At Cape Enrage
... In the High Tide of My Imagination
I’ve always wanted to gaze out over the Bay of Fundy from the top of the Cape Enrage Lighthouse. This small, red-and-white-clapboard building, the oldest lighthouse on the New Brunswick mainland, has always captured my imagination. For more than 130 years it has stood here guiding mariners through the churning waters of the highest tides on earth. And now, on this fine autumn day, I’m finally realizing my dream.
I’ve been coming to Cape Enrage for years. I’ve been here in winter when snow squalls made it impossible to see much more than 10 or 15 feet ahead, let alone the pounding surf far below. I’ve been here in winds that roared and swirled around me. And I’ve been here on warm summer nights when it seemed I could reach out and touch every star in the universe.

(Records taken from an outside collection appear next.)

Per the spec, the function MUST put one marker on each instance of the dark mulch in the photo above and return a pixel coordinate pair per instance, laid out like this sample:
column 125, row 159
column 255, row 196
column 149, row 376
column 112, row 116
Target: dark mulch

On those nights, as I walked along Barn Marsh Beach, I thought about the lighthouse keepers who kept vigil far above and what they might have thought about as they dutifully manned their station.
Perhaps it’s the name — Cape Enrage — that has always held me spellbound. Or perhaps it’s the way the landscape makes me feel and the constant rhythm of the 50-foot tides. Or maybe it’s the connection to myself that I always experience here as I look out over the soaring cliffs towards the distant horizon of my consciousness, and the churning waters of my emotions.